Issue Jul Aug 14
Ardis and Fred Robinson had more in mind than just profit when they started Robinson Industries in 1947. “They really wanted the company to be focused on community, family and charity,” says Ronda Robinson, the founders’ granddaughter and marketing manager of the Coleman, Mich.-based company.
The plastics products manufacturer has donated 10 percent of its profits to charities for more than 65 years. Recipients include church camps and other children’s-related charities as well as homeless shelters, a community center in Beaverton, Mich., and many more.
The company’s support of charitable organizations reflects its commitment to being a vital part of the community. “We’re located in a small, rural area, so we’ve always been committed to being local – we’ve stayed here, and didn’t move operations to China or Mexico when others did,” Robinson adds. “We’re proud of our staff’s dedication to our principles such as community, charity, family and customer service.”
In addition to its charity work, the company works closely with area schools to prepare the next generation of its workforce. Robinson Industries’ co-op and internship program as well as its involvement with local plastics organizations helps prepare students from Mid-Michigan Community College, Beaverton High School and other local colleges and high schools to enter the plastics industry.
Plastic products have been at the heart at Robinson Industries since its beginnings. Fred and Ardis Robinson formed the company after Fred left a position with the Dow Chemical Co., where he worked in the lab that developed Styrofoam. The Robinsons drew on this background for their first product, Styrofoam packaged as artificial snow for Christmas trees.
In the 1950s, Fred Robinson developed machinery to serve the then-emerging thermoformed plastics market. The rotary thermoforming machine is still used throughout the industry today.
The company’s capabilities continued to evolve during the 1960s and ’70s, when it began to thermoform reusable plastic pallets for the automotive industry and added a structural foam/injection molding department and twin sheet thermoforming to its repertoire. Plastic pallets are still one of the company’s core products, along with plastic shipping containers, custom designed industrial packaging and retail products. The company serves industries including automotive, agriculture, defense, marine, retail and textiles.
Much of the company’s work is customized to client needs. “We’ve had many of the same customers for 50 years, because they like working with us,” Ronda Robinson says. “We always make sure they’re satisfied with their products plus they appreciate the fact that we can control timing and costs since we handle every facet of their job in-house.” Indeed, Robinson Industries has their own engineering, prototyping, extrusion, manufacturing and recycling departments. Even the tooling is done at their sister company, Homestead Tool.

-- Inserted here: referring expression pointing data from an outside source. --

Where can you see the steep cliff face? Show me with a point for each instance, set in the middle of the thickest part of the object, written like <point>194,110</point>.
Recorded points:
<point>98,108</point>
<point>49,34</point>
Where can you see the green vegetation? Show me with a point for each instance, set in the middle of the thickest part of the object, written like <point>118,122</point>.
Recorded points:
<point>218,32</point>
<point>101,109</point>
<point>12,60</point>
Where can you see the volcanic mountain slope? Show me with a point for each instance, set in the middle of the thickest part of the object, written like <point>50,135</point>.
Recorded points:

Robinson Industries’ manufacturing operations are ISO 14001 and ISO 9001 certified. In addition to quality initiatives, the company also implemented lean manufacturing methodologies during the 2008/09 recession. “Like many companies, we got very lean during the recession, but have kept many of those practices going so we can run more efficiently,” she adds. “I’m proud that we’ve survived the recession and become even stronger and more diversified in our operations since.”
Dedication to its community and customers’ needs are not the only common threads in Robinson Industries’ history. Co-founder Ardis Robinson is the first of what has become a line of female managers and owners at the company. “We’ve long been a predominately woman-owned business starting with my grandmother,” Ronda Robinson says. “We’re majority owned and run by women, even those not in our family, such as our thermoforming plant manager. We’ve always had women executives here, even back in 1947, when that was even less common than it is now.”

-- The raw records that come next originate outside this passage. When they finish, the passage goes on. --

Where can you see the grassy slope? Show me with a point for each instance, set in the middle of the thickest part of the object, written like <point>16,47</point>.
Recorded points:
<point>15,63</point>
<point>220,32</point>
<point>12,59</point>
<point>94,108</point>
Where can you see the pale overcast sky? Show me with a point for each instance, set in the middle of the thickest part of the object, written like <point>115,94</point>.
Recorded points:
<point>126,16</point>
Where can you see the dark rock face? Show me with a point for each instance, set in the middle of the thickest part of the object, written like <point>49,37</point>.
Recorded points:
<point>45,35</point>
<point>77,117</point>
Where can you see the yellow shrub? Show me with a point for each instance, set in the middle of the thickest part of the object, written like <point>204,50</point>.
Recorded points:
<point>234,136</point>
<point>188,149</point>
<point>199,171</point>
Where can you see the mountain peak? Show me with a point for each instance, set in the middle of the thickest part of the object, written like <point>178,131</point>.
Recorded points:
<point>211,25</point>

Robinson’s aunt, Inez Kaleto, is the CEO and chairman of the company, which has been certified by the Women’s Business Enterprise National Council as a woman-owned business. Robinson’s uncle, Bin Robinson, is the COO and president. There are four generations of family at the company.

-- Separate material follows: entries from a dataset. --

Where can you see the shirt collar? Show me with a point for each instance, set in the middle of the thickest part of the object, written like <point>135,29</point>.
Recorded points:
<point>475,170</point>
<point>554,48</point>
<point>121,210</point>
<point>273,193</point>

Robinson herself has long been involved with the company, which she formally joined in 1981. Before assuming her current leadership position, she worked in the company’s sales department.
“I think it was [a] challenge when I was young and in sales, because manufacturing is such a male-dominated industry, but things have changed a lot since then,” she says. “Many women are coming out of college with engineering degrees and entering manufacturing and other technical fields.”